“Shut up!” I exclaimed, for I saw I had a good deal yet to copy—the result of an important inquiry regarding affairs south of the Caspian, which was urgently required at Downing Street. Our Consul in Baku had been travelling for three months in order to supply the information.
“Well, if I miss the train I really don’t mind, my dear Colin. I can do quite well with a few days’ rest. I was down in Rome ten days ago; and, besides, I only got here the night before last.”
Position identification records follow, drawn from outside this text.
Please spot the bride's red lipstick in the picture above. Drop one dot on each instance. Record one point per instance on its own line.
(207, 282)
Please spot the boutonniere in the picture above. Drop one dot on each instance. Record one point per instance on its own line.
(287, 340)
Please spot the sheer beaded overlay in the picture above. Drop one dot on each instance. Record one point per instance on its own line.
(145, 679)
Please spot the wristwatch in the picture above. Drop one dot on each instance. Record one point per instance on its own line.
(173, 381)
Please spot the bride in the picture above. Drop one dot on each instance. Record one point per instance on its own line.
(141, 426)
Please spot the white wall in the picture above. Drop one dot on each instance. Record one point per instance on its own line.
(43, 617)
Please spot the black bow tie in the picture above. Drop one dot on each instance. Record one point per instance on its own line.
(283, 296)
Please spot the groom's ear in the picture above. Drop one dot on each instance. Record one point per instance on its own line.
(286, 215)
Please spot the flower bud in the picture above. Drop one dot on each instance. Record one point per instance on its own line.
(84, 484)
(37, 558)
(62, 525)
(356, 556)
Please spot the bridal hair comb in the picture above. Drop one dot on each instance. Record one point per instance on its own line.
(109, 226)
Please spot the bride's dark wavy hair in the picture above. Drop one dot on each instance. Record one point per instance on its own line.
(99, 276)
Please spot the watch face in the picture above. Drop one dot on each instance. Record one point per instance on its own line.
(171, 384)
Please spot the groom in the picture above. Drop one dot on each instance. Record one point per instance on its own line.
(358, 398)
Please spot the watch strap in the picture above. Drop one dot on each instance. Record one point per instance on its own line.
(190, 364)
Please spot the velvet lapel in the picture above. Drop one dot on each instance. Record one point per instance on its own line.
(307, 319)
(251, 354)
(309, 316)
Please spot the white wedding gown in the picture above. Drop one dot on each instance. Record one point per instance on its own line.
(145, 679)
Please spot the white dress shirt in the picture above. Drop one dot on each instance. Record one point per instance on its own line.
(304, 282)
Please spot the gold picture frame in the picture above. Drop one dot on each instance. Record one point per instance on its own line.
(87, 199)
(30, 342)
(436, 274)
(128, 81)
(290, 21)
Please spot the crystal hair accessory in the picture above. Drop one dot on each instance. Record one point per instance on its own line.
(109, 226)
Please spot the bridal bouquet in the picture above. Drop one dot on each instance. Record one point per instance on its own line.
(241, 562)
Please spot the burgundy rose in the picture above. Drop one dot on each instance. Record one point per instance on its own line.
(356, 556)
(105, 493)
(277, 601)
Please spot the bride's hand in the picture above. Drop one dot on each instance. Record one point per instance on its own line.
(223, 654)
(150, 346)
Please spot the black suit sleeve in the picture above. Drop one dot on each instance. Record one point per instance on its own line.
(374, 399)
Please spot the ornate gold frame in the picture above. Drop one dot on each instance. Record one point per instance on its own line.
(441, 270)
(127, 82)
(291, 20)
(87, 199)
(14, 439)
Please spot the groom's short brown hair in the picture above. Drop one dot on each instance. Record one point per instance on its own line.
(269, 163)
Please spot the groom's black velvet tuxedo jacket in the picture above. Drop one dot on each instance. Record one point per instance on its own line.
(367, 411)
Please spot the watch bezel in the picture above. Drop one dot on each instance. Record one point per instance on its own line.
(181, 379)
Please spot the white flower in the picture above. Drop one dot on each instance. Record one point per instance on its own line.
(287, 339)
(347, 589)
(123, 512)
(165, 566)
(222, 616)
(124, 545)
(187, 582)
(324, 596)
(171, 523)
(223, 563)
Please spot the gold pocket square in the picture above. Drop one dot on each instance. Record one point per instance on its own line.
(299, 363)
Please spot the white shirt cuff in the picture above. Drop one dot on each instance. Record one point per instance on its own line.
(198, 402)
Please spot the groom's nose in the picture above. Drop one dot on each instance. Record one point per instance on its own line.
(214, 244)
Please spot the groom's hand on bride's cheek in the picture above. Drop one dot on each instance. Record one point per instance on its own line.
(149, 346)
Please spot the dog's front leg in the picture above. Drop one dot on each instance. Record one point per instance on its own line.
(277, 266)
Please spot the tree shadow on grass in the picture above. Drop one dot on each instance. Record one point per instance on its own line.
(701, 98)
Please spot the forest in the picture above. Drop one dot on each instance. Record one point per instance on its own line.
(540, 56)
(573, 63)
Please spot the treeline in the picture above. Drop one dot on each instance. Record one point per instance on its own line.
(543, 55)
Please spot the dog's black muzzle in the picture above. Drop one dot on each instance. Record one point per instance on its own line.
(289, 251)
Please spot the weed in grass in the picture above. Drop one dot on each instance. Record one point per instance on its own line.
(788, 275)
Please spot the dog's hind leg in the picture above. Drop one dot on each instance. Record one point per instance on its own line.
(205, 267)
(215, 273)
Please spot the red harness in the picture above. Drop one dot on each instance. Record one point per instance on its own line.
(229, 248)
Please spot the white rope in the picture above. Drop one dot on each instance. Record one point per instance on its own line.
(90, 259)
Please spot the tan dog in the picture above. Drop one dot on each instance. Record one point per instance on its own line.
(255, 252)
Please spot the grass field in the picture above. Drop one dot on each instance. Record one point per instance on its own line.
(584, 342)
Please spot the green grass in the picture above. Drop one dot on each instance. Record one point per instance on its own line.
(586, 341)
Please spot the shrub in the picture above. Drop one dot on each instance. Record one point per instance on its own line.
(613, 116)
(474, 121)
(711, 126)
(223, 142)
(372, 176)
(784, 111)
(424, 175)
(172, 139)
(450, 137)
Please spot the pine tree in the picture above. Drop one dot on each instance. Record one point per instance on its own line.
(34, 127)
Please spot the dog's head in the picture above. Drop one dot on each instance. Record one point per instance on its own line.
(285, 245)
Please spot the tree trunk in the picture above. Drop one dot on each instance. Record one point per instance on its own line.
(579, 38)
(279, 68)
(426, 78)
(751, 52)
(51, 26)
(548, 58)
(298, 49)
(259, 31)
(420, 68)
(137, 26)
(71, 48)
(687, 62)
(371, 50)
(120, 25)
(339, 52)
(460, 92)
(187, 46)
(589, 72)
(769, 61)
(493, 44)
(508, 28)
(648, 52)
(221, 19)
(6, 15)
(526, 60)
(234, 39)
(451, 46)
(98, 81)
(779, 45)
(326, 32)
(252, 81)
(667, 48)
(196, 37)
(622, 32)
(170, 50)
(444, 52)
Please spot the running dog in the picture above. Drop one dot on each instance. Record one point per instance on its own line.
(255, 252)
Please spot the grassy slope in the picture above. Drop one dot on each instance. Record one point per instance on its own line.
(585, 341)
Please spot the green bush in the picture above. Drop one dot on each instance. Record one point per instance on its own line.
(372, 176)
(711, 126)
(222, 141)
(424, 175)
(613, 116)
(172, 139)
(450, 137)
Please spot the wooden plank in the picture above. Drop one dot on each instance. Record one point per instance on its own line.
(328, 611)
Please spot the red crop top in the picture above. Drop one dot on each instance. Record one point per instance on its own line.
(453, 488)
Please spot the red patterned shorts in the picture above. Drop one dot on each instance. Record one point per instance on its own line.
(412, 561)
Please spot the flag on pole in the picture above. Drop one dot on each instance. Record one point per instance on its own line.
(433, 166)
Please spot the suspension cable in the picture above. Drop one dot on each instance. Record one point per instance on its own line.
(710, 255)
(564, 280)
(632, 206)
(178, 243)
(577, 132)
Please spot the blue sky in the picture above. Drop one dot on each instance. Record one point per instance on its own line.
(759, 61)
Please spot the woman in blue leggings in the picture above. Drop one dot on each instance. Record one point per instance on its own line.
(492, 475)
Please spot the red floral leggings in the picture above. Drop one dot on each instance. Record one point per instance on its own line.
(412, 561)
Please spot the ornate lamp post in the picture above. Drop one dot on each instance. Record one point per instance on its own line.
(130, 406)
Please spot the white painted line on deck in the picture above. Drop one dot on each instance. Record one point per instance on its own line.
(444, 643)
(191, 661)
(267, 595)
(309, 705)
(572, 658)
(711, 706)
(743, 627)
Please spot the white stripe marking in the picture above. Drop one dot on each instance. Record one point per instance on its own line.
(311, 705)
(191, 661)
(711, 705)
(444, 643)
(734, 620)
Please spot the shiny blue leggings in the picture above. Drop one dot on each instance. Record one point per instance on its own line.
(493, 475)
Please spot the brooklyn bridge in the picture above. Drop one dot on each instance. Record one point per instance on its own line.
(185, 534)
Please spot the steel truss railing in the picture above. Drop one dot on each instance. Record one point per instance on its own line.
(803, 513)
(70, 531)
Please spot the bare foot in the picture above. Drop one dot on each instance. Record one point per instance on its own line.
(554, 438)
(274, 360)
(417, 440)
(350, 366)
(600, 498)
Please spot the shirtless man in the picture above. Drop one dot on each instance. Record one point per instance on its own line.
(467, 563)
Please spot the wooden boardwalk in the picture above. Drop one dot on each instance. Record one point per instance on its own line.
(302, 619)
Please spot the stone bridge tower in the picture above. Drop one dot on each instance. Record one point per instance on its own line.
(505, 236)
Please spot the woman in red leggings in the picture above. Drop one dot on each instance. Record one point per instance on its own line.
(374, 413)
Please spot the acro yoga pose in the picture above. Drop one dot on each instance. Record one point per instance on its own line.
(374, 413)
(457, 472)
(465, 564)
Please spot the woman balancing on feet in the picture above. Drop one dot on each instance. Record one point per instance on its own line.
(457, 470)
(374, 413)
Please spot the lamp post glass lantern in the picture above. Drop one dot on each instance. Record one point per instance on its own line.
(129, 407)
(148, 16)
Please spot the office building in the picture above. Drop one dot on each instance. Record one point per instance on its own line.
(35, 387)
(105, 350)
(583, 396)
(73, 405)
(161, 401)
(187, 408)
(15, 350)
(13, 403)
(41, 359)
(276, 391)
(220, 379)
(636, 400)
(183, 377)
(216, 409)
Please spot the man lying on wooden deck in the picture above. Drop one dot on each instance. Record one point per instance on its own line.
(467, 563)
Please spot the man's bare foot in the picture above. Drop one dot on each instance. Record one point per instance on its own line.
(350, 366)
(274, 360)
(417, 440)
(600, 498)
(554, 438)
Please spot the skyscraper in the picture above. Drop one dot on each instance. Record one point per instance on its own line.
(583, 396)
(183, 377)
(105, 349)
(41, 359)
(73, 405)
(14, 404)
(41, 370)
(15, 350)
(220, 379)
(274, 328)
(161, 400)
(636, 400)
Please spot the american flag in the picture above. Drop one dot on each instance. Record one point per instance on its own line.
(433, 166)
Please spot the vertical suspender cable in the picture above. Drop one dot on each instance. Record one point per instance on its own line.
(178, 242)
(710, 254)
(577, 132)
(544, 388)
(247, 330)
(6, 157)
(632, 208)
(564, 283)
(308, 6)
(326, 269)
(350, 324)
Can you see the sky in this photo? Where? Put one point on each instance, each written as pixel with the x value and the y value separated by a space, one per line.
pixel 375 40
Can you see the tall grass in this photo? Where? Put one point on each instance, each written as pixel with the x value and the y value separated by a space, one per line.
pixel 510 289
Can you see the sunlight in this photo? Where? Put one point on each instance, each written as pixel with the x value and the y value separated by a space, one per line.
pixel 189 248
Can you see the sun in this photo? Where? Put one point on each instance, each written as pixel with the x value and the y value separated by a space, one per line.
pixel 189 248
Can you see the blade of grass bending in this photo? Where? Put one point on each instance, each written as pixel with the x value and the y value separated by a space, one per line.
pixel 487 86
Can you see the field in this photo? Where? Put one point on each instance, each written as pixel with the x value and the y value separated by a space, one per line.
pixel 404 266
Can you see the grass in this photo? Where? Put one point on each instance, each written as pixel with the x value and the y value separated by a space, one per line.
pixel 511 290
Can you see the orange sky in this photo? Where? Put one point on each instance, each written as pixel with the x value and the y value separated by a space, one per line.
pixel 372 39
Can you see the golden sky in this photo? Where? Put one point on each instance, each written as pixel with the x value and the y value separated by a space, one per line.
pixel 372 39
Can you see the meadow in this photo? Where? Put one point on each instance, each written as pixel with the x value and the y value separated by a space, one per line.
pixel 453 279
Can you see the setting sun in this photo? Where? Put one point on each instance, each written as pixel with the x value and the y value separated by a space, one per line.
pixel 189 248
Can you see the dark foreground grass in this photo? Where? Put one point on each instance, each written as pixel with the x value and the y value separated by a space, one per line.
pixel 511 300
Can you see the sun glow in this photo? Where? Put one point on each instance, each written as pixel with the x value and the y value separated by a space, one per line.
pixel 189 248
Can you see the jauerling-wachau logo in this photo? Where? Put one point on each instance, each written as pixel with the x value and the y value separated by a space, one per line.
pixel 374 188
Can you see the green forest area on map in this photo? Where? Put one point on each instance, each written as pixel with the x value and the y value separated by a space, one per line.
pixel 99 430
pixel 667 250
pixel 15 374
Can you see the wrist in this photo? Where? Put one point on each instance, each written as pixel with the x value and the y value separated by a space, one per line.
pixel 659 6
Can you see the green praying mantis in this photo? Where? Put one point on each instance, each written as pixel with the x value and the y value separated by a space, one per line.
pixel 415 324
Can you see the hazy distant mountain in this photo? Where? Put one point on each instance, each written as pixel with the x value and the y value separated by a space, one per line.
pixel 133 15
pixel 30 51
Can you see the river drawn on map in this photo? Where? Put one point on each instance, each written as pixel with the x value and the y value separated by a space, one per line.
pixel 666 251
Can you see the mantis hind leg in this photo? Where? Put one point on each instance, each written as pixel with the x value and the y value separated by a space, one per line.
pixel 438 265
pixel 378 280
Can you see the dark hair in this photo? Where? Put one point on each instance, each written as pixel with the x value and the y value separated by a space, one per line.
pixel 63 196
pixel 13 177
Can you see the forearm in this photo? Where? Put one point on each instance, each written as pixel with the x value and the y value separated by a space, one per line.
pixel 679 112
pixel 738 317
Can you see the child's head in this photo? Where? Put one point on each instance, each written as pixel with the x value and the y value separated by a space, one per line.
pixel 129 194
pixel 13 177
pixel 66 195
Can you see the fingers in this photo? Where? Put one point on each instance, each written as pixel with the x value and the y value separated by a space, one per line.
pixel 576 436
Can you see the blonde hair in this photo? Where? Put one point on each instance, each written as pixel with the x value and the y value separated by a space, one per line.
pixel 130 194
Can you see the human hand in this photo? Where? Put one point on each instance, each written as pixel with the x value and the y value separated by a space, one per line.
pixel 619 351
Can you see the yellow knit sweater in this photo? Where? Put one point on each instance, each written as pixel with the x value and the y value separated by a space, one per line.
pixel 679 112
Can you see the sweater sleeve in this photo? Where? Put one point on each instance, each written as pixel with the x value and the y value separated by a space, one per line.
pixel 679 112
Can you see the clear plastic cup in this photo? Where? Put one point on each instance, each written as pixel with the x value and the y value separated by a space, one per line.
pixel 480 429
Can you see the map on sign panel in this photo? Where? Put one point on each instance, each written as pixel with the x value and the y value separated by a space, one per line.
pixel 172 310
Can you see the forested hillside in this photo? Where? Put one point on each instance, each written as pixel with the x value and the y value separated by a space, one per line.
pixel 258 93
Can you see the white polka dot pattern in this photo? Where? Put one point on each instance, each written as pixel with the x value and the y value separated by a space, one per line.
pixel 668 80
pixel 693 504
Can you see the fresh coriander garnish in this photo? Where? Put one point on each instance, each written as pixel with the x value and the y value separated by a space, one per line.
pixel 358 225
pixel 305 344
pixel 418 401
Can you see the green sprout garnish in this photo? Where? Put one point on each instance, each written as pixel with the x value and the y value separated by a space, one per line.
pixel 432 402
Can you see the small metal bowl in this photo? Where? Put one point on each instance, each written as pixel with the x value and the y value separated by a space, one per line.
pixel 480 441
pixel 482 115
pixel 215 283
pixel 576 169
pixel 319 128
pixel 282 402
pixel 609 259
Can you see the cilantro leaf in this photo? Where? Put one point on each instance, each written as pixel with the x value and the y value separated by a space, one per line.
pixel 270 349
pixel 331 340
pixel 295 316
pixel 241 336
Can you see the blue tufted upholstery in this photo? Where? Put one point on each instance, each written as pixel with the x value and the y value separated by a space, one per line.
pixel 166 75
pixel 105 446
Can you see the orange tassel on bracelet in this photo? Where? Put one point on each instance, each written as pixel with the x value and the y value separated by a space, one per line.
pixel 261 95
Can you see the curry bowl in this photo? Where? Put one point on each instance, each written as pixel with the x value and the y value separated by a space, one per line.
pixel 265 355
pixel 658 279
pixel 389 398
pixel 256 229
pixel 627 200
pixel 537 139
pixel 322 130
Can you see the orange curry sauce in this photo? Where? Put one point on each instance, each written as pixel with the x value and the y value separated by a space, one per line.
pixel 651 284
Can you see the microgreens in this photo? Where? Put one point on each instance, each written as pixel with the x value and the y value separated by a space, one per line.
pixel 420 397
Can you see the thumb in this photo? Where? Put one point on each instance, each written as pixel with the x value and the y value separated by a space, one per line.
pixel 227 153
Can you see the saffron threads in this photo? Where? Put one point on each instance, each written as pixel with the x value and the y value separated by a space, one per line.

“I do wish you’d be quiet, Taylor,” I cried. “I can’t write while you chatter.”
So he lit a fresh cigarette and repossessed himself in patience until at last I had finished my work, stuck down the long envelope with the printed address, and placed it with thirty or forty other letters into the canvas bag; this I carefully sealed with wax with the Embassy seal.
“There you are!” I exclaimed at last. “You’ve plenty of time for the train—and to spare.”
“I shouldn’t have had if I hadn’t hurried you up, my dear boy. Everyone seems asleep here. It shows your chief’s away on leave. You should put in a day in Paris. They’re active there. It would be an eye-opener for you.”
“Paris isn’t Petersburg,” I laughed.
“And an attaché isn’t a foreign service messenger,” he declared. “Government pays you fellows to look ornamental, while we messengers have to travel in hot haste and live in those rocking sleeping-cars of the wagon-lits.”
“Horribly hard work to spend one’s days travelling from capital to capital,” I said, well knowing that this remark to a foreign service messenger is as a red rag to a bull.
“Work, my dear fellow. You try it for a month and see,” Taylor snapped.